Fallout from the Susan G. Komen for the Cure Foundation's controversial and short-lived decision to halt funding for Planned Parenthood projects appears to still be piling up.
The group is pulling the plug on three-day events featuring fundraising walks in Washington, D.C., and six other cities in 2014. The Washington Post reported on the change Tuesday.
"The difficult decision was not made lightly, as this bold and empowering event has touched the lives of thousands of participants," the group said in a statement emailed to Shots. "Economic uncertainty over the past four years have presented challenges for all nonprofits, and have affected participation levels for the 3-Day as well."
The group said that "participation levels the last four years have made it difficult to financially sustain an event of this magnitude in 14 cities."

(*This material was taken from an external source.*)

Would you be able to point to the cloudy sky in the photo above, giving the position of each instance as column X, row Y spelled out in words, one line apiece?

The three-day walks, for a total of 60 miles, will continue in Atlanta, Dallas-Fort Worth, Michigan, Philadelphia, San Diego, Seattle and Minneapolis-St.Paul, in 2014. A spokeswoman for Komen said in an email that the group's Global Race, an annual 5-kilometer event held over Mother's Day weekend in Washington, is unaffected.
While Komen has attributed the drop in participation, in part, to a crummy economy, it's clear the organization underestimated the reaction to its decision in early 2012 to discontinue funding for breast cancer screening by Planned Parenthood.
At the time, Komen said it was cutting its support for Planned Parenthood because of a new Komen policy forbidding grants to organizations under official investigation. A House committee had launched an inquiry into Planned Parenthood's finances in late 2011.
After a few days, the Komen foundation changed course. In an apology, Komen founder and CEO Nancy Brinker said:
"Our only goal for our granting process is to support women and families in the fight against breast cancer. Amending our criteria will ensure that politics has no place in our grant process. We will continue to fund existing grants, including those of Planned Parenthood, and preserve their eligibility to apply for future grants, while maintaining the ability of our affiliates to make funding decisions that meet the needs of their communities."
But a few months later, it was obvious that that the annual Washington Race for the Cure had taken a hit, with a third fewer people taking part.
About 21,000 people were in the Washington race held this May, the Post reported. That's about the same number as the year before, and far below the nearly 40,000 who participated in 2011.